Greenspan: hire today, fire tomorrow, keep workers guessing

kelley kwalker2 at gte.net
Tue Jul 11 22:34:34 PDT 2000



>>
>>
>>But one less welcome byproduct of rapid economic and technological
>>change, and the necessary heightened level of potential job dismissal
>>that goes with it, is the evident insecurity felt by many workers despite
>>the tightest labor markets in decades. This anxiety stems, I suspect,
>>from a fear of job skill obsolescence, and one very tangible measure of
>>it is the pressure on our education and training systems to prepare and
>>adapt workers to effectively run the new technologies.
>
>"Less welcome" - he's being coy, since that anxiety is exactly why he's
>let unemployment get so low, a point he's made more clearly in
>Congressional testimony.
>
>Doug

but but but doug, it's worse much worse that this on the front lines. come on! it's all over the place. now that labor market is tight, those damn workers are getting uppity. they think they can run the show. check out the horror stories below. it's hilarious. i keep reading this crap over and over and over againg: people just have no skills or talent or manners these daze. it's all over the biz press. they want a "new economy" but not really a "new economy"

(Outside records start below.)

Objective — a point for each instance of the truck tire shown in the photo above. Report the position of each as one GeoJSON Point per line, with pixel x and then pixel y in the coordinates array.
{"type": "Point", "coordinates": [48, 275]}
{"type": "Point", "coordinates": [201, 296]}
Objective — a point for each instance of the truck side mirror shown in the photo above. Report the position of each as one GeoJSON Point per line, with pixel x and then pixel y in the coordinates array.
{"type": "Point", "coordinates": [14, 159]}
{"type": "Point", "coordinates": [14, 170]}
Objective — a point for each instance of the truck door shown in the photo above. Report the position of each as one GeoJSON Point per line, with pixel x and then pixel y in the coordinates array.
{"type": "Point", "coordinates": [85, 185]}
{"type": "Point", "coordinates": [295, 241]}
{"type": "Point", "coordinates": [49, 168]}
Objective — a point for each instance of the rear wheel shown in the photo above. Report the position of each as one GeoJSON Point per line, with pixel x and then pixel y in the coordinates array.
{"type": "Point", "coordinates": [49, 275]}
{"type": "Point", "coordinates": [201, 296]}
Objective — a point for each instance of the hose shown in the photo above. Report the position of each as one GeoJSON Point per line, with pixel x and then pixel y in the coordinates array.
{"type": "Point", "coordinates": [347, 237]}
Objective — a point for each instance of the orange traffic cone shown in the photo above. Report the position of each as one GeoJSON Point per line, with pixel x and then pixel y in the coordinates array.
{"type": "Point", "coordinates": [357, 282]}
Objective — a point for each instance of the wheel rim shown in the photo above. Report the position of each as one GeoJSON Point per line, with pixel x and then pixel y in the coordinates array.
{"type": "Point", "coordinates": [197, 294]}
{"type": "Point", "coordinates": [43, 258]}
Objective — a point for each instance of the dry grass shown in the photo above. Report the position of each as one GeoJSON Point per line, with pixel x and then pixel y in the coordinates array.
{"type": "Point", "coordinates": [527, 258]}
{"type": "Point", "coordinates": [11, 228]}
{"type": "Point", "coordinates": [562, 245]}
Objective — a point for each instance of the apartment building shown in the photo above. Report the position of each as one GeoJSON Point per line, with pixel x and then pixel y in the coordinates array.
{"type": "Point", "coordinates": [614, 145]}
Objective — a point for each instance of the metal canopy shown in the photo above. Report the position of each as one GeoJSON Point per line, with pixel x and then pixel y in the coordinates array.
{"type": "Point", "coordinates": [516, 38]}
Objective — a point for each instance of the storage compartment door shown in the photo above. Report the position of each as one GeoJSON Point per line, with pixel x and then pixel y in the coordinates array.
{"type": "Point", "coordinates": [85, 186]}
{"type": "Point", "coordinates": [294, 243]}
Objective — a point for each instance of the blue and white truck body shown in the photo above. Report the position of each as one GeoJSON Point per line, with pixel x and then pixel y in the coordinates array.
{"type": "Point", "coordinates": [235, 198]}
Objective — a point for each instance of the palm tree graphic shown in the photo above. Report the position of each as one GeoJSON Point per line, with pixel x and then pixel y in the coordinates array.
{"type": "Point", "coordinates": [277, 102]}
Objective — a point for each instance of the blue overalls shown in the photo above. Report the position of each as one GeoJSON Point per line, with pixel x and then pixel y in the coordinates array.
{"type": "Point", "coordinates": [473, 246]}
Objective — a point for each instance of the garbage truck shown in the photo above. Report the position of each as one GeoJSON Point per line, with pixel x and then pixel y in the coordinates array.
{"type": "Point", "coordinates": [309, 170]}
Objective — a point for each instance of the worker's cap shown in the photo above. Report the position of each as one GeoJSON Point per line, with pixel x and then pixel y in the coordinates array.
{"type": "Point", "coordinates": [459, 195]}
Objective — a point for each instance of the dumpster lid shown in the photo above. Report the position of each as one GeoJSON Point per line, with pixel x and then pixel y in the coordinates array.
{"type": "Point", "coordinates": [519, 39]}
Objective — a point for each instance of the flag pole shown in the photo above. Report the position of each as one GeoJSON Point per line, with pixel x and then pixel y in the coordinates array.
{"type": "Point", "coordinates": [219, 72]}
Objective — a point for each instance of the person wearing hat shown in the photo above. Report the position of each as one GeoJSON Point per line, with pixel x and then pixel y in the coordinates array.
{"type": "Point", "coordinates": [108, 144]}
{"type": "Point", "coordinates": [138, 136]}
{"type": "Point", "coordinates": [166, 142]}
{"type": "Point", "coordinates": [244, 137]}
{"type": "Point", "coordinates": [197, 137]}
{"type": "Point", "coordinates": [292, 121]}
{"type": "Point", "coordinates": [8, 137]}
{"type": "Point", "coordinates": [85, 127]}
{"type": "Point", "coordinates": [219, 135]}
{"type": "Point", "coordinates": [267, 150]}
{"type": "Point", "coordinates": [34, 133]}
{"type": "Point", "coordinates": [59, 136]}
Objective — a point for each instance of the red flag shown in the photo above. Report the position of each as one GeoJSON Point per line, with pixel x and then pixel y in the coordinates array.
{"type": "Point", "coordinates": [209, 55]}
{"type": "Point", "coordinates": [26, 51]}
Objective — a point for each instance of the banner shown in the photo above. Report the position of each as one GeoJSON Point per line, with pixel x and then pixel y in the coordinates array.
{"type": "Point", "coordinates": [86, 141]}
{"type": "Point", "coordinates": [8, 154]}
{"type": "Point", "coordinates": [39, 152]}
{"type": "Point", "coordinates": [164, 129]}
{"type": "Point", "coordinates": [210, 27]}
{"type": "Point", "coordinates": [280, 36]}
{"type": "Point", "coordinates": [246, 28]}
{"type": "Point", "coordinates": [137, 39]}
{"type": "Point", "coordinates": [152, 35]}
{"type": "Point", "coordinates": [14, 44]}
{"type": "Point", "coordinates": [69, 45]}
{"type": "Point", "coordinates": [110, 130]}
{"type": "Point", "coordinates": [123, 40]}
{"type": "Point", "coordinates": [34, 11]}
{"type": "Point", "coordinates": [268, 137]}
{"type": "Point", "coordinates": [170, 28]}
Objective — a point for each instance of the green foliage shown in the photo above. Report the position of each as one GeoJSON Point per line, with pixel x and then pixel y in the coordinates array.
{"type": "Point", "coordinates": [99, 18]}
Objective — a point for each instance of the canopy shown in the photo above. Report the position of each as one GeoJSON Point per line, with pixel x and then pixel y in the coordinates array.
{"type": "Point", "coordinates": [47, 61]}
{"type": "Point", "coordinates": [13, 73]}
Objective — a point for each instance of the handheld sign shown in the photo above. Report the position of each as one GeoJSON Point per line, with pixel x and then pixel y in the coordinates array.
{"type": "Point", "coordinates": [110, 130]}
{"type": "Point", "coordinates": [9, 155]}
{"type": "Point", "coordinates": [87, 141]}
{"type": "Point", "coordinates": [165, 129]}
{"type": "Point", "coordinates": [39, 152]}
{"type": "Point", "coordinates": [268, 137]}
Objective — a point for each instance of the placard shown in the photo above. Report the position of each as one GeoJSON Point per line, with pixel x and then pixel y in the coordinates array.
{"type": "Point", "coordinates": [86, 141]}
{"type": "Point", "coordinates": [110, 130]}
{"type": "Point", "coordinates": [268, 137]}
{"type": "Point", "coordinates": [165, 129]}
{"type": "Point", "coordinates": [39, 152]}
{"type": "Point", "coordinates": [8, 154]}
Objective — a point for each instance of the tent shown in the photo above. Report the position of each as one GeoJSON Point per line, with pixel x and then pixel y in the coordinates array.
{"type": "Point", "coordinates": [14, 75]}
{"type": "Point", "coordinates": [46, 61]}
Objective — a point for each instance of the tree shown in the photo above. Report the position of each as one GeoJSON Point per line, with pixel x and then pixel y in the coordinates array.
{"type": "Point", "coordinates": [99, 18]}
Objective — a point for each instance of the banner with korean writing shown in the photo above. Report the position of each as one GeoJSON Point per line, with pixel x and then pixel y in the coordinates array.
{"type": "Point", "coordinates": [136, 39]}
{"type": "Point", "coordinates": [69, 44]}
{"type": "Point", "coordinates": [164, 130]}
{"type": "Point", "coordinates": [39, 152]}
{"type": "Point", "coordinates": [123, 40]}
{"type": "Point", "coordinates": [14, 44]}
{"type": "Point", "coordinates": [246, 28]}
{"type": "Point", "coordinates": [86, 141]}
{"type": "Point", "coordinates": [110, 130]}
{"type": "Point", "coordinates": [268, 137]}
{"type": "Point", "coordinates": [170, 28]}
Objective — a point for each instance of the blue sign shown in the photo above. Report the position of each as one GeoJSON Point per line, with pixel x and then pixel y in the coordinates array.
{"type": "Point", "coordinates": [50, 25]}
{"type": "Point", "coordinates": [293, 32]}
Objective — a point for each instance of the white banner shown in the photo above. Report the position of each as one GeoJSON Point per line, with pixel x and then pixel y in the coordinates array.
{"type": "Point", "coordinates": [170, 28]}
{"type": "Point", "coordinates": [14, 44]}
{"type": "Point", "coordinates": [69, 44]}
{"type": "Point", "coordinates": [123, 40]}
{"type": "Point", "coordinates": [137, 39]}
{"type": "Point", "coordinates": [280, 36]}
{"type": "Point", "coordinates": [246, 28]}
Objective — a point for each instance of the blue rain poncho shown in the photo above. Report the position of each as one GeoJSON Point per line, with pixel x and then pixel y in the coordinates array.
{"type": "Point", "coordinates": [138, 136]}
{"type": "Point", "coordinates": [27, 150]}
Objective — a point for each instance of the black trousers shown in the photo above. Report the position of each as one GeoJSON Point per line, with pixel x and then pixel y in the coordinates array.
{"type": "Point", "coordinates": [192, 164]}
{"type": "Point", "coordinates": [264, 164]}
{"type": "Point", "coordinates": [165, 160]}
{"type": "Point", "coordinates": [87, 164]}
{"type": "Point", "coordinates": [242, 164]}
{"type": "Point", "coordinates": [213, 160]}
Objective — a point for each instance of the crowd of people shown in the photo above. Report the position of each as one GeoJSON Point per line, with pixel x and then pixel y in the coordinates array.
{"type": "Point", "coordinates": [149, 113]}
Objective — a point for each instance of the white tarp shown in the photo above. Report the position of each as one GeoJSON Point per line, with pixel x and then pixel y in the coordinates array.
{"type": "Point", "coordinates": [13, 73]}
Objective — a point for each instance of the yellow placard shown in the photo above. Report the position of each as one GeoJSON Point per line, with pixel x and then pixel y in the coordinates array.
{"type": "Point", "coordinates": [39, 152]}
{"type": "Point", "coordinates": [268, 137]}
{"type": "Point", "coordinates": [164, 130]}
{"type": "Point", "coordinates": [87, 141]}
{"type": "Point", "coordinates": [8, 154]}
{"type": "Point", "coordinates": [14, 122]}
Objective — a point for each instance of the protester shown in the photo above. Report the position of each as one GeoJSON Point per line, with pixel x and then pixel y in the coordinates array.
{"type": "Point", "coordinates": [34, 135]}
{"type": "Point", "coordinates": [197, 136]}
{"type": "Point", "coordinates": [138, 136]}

(5) Tight job market turns tables on interview process

Have you heard the tale of the job candidate who opened her purse,

pulled out a brownie, and started munching at the CEO's desk? When

the executive vented his shock, the woman said she was merely trying

to maintain her blood sugar level. What about the chief technology

officer who asked a prospective employee how he could contribute to

the company, and the programmer threw his hiking boot-clad feet on

the CTO's oak desk and said, "What can you do for me?" Recruiters

and human resource managers sadly recount these stories and dozens

of similar ones, insisting that uncouth behavior has become

alarmingly commonplace in job interviews. They argue that the

nation's low unemployment rate has created a job seeker's market in

which prospective employers are willing to forgive a multitude of

sins. In the process, they say, interview etiquette has become as

scarce as the hand-written thank-you note. Job candidates for

computer or Internet companies in the nation's technology hubs seem

especially unschooled. From personal hygiene quirks to body-piercing

faux pas, recruiters say their repertoires of horror stories are

growing faster than the preponderance of tongue studs among urban

youth. Many employers are willing to shrug off small breaches of

civility, including job candidates who neglect to shake hands or

make eye contact. What most alarms recruiters is the prevailing

attitude that the worker, not the prospective employer, controls the

interview. Their biggest complaint: job candidates who talk about

compensation, particularly their salary or how many stock options

they will receive, before they discuss their career path.